Straw Wine: A New Adventure for Capitello Wines
I recently spent some time in a south Willamette Valley vineyard clipping beautiful clusters of Pinot Gris grapes. It was on a day that we had our first rainfall of the season, and about thirty people showed up in hats, boots and raincoats to harvest some three tons of luscious, juicy, sweet Pinot Gris. After all the grapes were loaded onto a truck to be transported to a nearby winery, we celebrated the 2012 harvest with a pig roast, wine and beer.
On my way home, I stopped in at one of my favorite local wineries, Domaine Meriwether - home to some of Oregon’s finest sparkling and still wines. With lively year round events and live music on Friday nights, I spend a lot of time having fun with friends and family at Domaine Meriwether.
During this visit, however, I noticed something in the winery that I had never seen before: stacks of straw matting holding clusters of freshly picked grapes lined the back wall of the winery. Portable heaters were close-by and generating heat, keeping the clusters warm and dry. Buzz Kawders, owner of Domaine Meriwether, was quick to explain that these mats of grapes were the project of local winemaker and owner of Capitello Wines, Ray Walsh, and Walsh was planning to make the Pacific Northwests first straw wine. Kawders said, “these Sauvignon Blanc grapes are here to dry up like raisins, which will take about three months, then the concentrated juice will be pressed out to make wine.”
I had never heard of straw wine before, and I had to find out more. Soon after, I was on the phone with Ray Walsh to see what this Straw Wine was all about.
WJ: Please tell me about this Straw Wine you’re making.
Walsh: I found this technique [of making wine] and I just wanted to try it, to give it a go and the straw is used as ventilation. The grapes lie on the straw which gives them ventilation so they don’t actually mold. You see, if you just put fruit in a bowl and let it sit, it will mold, but if it gets lots of ventilation, it will just start raisin-ing up, so that’s what I’m trying to achieve. So, I’ve got these sample bottles from South Africa, New Zealand and Austria that are all labeled as Straw Wine, and I thought, this is so cool, no one in the Northwest has done this, so I thought I’d give it a go.

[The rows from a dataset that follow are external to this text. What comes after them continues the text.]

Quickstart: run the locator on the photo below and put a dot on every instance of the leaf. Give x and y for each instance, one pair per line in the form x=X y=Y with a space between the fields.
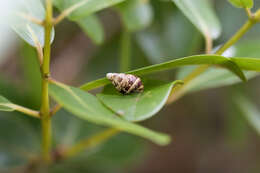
x=5 y=105
x=200 y=13
x=214 y=78
x=20 y=25
x=242 y=3
x=138 y=106
x=92 y=27
x=191 y=60
x=86 y=7
x=136 y=14
x=249 y=110
x=88 y=107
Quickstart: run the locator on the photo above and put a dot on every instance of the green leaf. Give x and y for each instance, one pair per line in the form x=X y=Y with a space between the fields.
x=249 y=110
x=5 y=105
x=136 y=14
x=20 y=25
x=93 y=28
x=214 y=78
x=191 y=60
x=88 y=107
x=242 y=3
x=201 y=14
x=86 y=7
x=138 y=106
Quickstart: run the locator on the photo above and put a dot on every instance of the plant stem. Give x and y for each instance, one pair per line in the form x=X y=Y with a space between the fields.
x=178 y=91
x=68 y=11
x=91 y=142
x=26 y=111
x=125 y=56
x=45 y=109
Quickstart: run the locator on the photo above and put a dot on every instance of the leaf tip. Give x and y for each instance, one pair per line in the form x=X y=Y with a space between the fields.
x=164 y=140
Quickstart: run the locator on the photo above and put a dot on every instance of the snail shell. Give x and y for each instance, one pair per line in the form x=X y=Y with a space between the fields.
x=126 y=83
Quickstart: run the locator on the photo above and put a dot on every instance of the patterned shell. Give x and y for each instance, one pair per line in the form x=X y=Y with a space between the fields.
x=126 y=83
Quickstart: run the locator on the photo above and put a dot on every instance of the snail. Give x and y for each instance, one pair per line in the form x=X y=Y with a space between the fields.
x=126 y=83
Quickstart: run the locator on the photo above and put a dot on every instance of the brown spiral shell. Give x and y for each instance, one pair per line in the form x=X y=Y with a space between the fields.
x=126 y=83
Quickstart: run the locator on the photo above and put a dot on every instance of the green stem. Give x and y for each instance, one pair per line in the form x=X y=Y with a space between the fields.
x=125 y=57
x=45 y=109
x=236 y=37
x=177 y=92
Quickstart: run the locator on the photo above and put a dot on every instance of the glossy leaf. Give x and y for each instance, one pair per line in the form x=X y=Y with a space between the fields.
x=5 y=105
x=242 y=3
x=20 y=25
x=18 y=140
x=86 y=7
x=89 y=108
x=214 y=78
x=92 y=27
x=162 y=42
x=249 y=110
x=136 y=14
x=138 y=106
x=191 y=60
x=201 y=14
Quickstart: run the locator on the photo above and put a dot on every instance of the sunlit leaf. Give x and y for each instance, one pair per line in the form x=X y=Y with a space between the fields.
x=20 y=25
x=93 y=28
x=18 y=142
x=136 y=14
x=191 y=60
x=5 y=105
x=242 y=3
x=214 y=78
x=89 y=108
x=138 y=106
x=249 y=110
x=201 y=14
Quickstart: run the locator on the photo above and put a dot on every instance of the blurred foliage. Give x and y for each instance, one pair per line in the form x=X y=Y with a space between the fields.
x=162 y=34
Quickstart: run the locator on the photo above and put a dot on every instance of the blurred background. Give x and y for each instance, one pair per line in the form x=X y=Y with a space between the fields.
x=214 y=127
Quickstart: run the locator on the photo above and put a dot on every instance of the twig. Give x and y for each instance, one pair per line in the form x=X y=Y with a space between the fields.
x=37 y=44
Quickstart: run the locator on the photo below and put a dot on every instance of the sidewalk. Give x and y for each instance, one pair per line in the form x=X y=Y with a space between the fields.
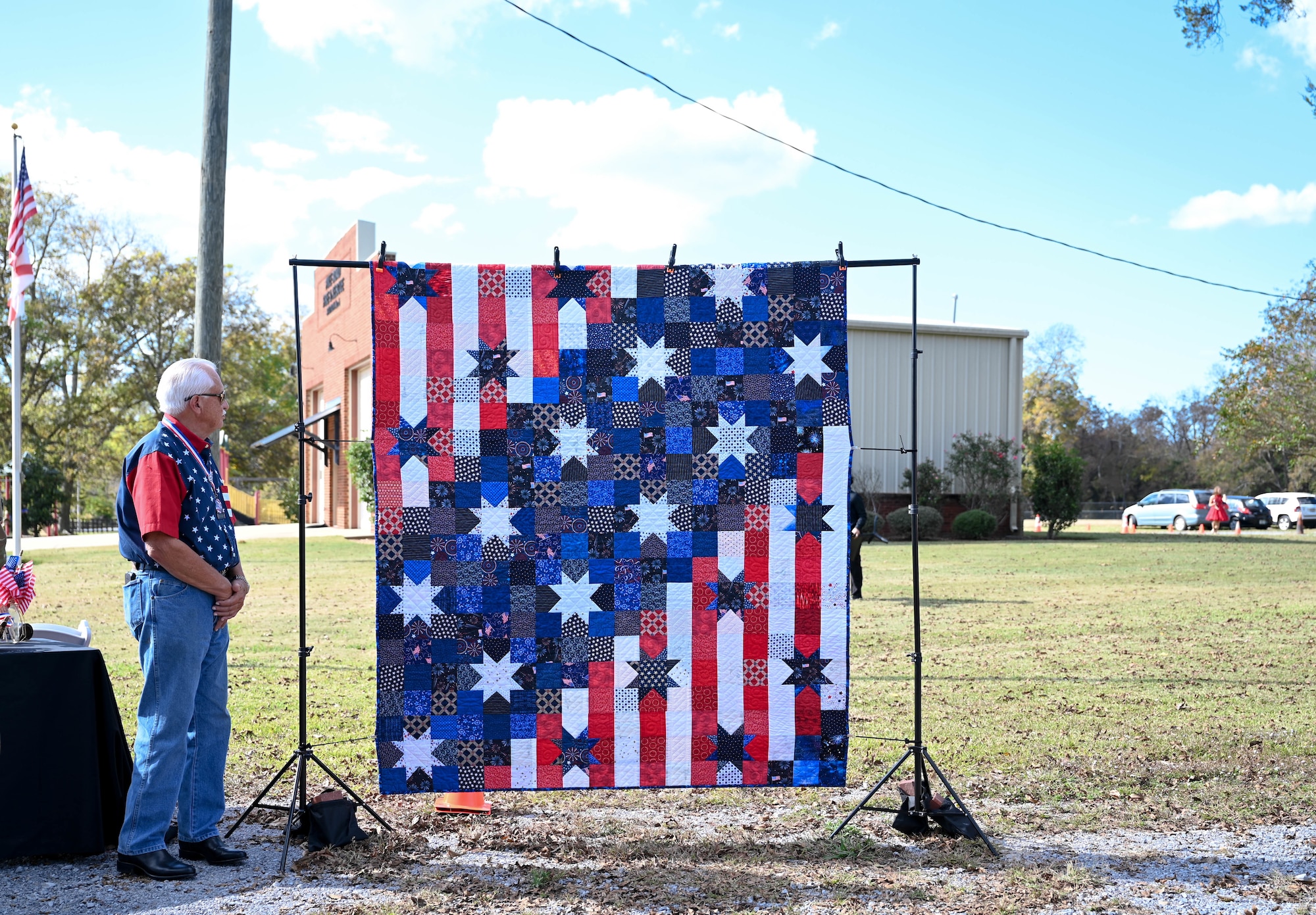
x=245 y=533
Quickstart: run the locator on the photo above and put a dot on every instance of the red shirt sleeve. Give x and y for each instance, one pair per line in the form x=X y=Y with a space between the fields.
x=157 y=489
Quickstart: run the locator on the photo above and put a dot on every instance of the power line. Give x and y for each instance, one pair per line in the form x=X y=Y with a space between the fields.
x=884 y=184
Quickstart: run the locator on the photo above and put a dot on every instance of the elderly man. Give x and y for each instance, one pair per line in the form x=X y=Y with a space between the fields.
x=174 y=526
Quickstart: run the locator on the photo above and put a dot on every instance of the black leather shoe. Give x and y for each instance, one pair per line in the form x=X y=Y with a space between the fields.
x=157 y=866
x=213 y=851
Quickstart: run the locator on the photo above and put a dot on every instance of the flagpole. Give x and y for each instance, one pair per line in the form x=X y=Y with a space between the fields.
x=16 y=384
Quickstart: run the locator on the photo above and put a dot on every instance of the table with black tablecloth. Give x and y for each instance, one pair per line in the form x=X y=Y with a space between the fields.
x=64 y=760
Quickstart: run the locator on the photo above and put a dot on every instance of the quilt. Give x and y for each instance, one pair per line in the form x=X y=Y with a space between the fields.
x=611 y=526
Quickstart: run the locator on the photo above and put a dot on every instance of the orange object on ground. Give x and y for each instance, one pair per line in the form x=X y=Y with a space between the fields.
x=463 y=803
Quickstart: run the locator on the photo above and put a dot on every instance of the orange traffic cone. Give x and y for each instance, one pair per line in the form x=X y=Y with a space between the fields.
x=463 y=803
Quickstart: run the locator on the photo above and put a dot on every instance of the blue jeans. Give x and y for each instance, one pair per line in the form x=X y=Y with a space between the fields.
x=184 y=718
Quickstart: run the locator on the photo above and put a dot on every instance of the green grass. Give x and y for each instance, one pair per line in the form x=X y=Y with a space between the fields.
x=88 y=584
x=1176 y=671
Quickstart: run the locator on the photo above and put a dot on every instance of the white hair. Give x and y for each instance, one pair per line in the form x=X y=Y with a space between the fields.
x=185 y=379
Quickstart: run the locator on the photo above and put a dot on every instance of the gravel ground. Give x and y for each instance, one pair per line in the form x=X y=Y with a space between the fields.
x=1205 y=871
x=1265 y=870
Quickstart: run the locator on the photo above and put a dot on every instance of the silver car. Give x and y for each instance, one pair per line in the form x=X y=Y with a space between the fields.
x=1171 y=508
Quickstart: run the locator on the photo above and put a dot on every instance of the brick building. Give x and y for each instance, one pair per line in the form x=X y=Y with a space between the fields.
x=336 y=375
x=971 y=382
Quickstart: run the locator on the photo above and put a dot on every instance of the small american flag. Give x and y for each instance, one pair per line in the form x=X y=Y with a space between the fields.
x=20 y=259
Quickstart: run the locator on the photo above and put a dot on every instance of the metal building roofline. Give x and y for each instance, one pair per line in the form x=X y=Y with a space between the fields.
x=902 y=325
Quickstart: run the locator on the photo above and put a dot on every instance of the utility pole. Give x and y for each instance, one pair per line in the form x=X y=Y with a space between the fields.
x=215 y=150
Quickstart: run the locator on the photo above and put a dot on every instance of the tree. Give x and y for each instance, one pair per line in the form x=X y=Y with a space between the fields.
x=1055 y=483
x=1203 y=24
x=1268 y=396
x=934 y=484
x=986 y=467
x=1055 y=407
x=106 y=316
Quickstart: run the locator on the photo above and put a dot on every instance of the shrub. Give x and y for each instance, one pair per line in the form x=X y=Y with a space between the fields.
x=361 y=468
x=986 y=467
x=934 y=484
x=974 y=525
x=1055 y=484
x=930 y=524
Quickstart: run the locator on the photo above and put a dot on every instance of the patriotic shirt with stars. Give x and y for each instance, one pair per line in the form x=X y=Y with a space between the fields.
x=165 y=488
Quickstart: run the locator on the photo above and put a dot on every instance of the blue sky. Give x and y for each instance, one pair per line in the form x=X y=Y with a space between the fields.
x=468 y=132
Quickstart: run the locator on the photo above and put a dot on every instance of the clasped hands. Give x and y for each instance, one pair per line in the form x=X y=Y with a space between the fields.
x=227 y=606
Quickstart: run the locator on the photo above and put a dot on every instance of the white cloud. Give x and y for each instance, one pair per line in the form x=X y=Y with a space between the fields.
x=434 y=217
x=1301 y=29
x=418 y=33
x=348 y=132
x=1251 y=57
x=273 y=154
x=1263 y=204
x=676 y=42
x=828 y=30
x=655 y=176
x=266 y=210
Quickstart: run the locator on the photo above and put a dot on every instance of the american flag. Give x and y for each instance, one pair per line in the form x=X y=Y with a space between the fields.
x=20 y=259
x=611 y=526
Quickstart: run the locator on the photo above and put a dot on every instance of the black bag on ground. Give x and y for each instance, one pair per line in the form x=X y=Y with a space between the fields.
x=334 y=825
x=906 y=822
x=955 y=821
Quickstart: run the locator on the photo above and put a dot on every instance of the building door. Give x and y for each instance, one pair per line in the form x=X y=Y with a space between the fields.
x=319 y=497
x=364 y=412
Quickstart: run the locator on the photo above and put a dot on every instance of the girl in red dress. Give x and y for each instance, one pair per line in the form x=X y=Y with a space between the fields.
x=1218 y=510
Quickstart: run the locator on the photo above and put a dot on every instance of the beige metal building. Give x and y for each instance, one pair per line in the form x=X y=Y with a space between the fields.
x=971 y=380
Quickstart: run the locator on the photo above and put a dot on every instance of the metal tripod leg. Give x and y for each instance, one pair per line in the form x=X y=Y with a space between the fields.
x=348 y=789
x=261 y=796
x=869 y=797
x=960 y=804
x=293 y=806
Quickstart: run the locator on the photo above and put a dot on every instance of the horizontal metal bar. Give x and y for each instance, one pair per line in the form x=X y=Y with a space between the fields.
x=303 y=262
x=899 y=262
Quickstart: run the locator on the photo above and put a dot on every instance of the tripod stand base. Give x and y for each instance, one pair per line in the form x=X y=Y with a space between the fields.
x=297 y=808
x=918 y=809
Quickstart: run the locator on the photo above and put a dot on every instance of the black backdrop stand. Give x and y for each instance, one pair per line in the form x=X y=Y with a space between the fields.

WJ: How much are you making?
Walsh: There’s about a half a ton there, and this is just a trial, so we’ll see how it goes.
WJ: So you’re using Sauvignon Blanc grapes?
Walsh: Typically, it’s done with Muscat or Semillon, but I do have one sample at home that’s actually Sauvignon Blanc, and that came out pretty well, so I just wanted to try that [Sauvignon Blanc].
WJ: How long does it take them to dry out?
Walsh: From what I can see from research, you’re meant to leave them for three months, or you can take them in two months if they’ve lost thirty percent of their body weight. I wasn’t originally planning on doing anything that long. I was thinking four or five weeks, so now that I’ve done more research, I’ll probably re-evaluate my plan then and see whether I say, nope that’s it, or whether I keep going. But, I pulled some grapes yesterday, and I was finding grapes that were already over thirty brix, so they’re already dehydrating.
WJ: I’m amazed that after they dry out like that, that juice can still be extracted from them.
Walsh: There’s not a lot of juice in the end. I can’t believe how labor intensive this is really, you actually harvest the grapes twice – once from the vine and then re-harvested from the straw matting, so you go through two harvests. But, I just really want to do this, you know, you’ve gotta have fun with wine making and stop yourself from being complacent, so trying things like this is just cool.
WJ: When will this Straw Wine be released?
Walsh: I hope to have it released in May or June.
WJ: Will the flavors be what we’re used to with Sauvignon Blanc?
Walsh: Well, the flavors will be really, really rich, really intense. Kind of like a Sauvignon Blanc, but more rich and intense.
Simply put, straw wine is made from harvested ripe grapes that have been dried in the heat and kept from molding by the ventilation provided by the straw matting. After approximately 120 days (or less) of drying, the grapes are re-harvested and gently pressed to capture the concentrated juice. The juice is then fermented and placed in oak barrels before bottling. Months of aging vary on the winemaker, and the result is a rich, intense, sweet wine. Because of the low yields and labor intensive production method, straw wines are usually quite expensive.
Considering Ray Walsh’s hands-on approach to winemaking and his deep respect for the grape, the Capitello Wines have consistently showcased pure varietal expression. From his stellar Willamette Valley Sauvignon Blancs to his uniquely delicious Marlborough, New Zealand Pinot Noirs, I have no doubt that this new adventure in producing the Northwest’s first Straw Wine will be another high quality, hand crafted wine that can be added into the incredible line-up of award-winning Capitello Wines. I hope all goes as planned – I am really looking forward to sipping the first straw wine to ever be produced in Oregon.